Trust Accounting Funds

At all times, any monies belonging to a client and not the firm should be in a trust account. Any client funds should always be deposited directly into the trust account, rather than depositing them into the operating account and then transferring to the trust account.

Retainer Amounts

Any retainer amounts should be kept in a trust account. Under certain circumstances, some states allow fees earned in advance to be placed into the firm’s operating account[1]. If you are unsure, it’s always better to place client retainer funds in a trust account.

Once services are completed and the client approves a bill, those retainer funds should immediately be moved out of the client’s trust account. At no time should earned client fees from a retainer remain in the trust account, as once the invoice is approved those funds no longer belong to the client and then become the property of the firm.

Settlement Fees

If you are holding funds related to a settlement payout, those should always go into a trust account[2]. Even though you may need to make payments to third parties and will need to take fees from the payout, the initial check should be deposited to the client’s trust account. Once the client approves the payments, those funds can then be moved out of the trust account.

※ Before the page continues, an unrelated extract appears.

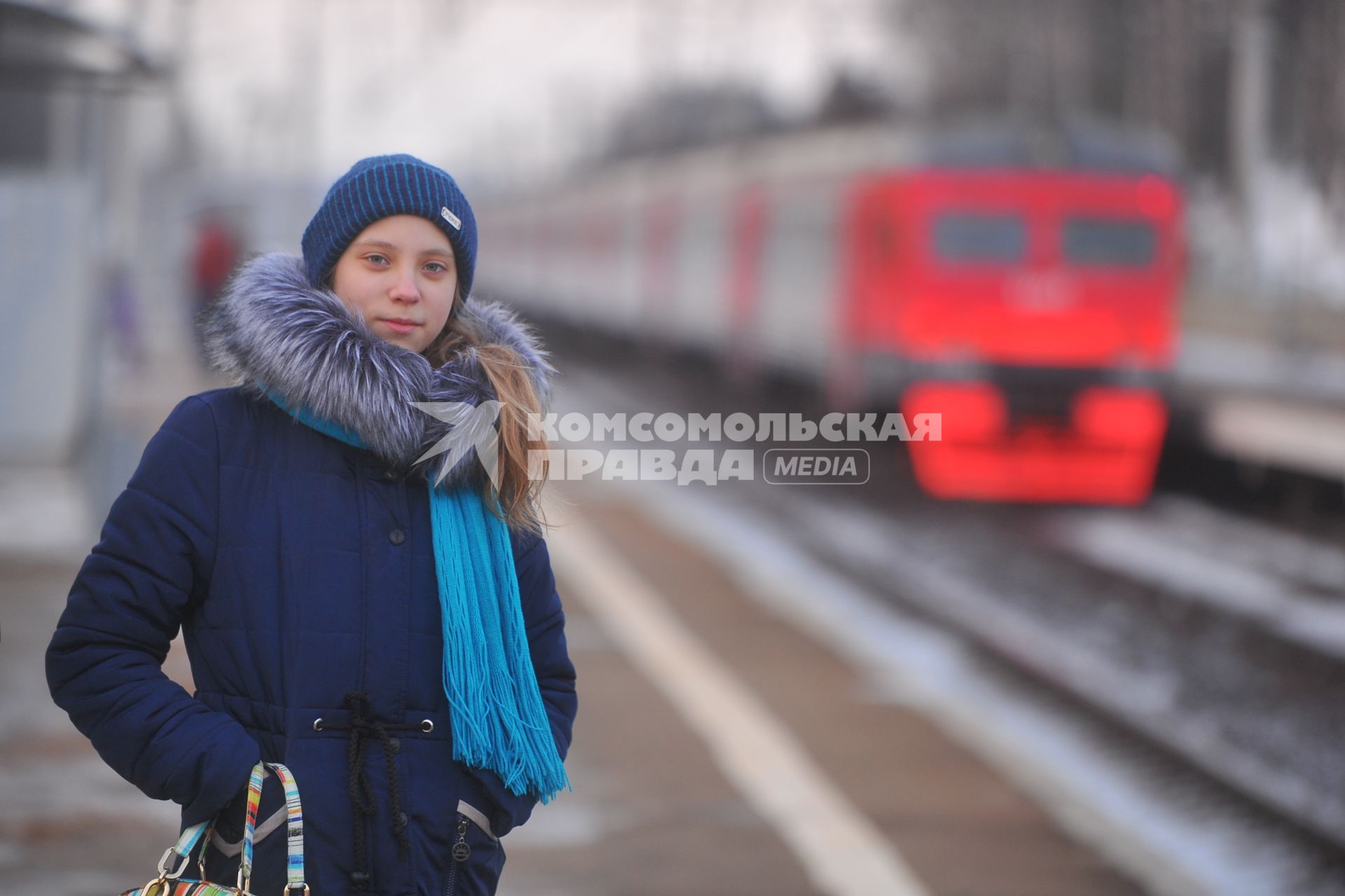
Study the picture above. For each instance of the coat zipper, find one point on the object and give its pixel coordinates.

Escrows or Estate Administration

If you are holding funds in escrow or are responsible for administering an estate, you should keep all funds in a trust account. Depending on your jurisdiction, a separate client trust account may be warranted. Be sure to check with your local bar association for clarification.

Firm Funds

Firm funds should never be placed into a trust account. Instead, the firm should have an operating account where these balances are kept.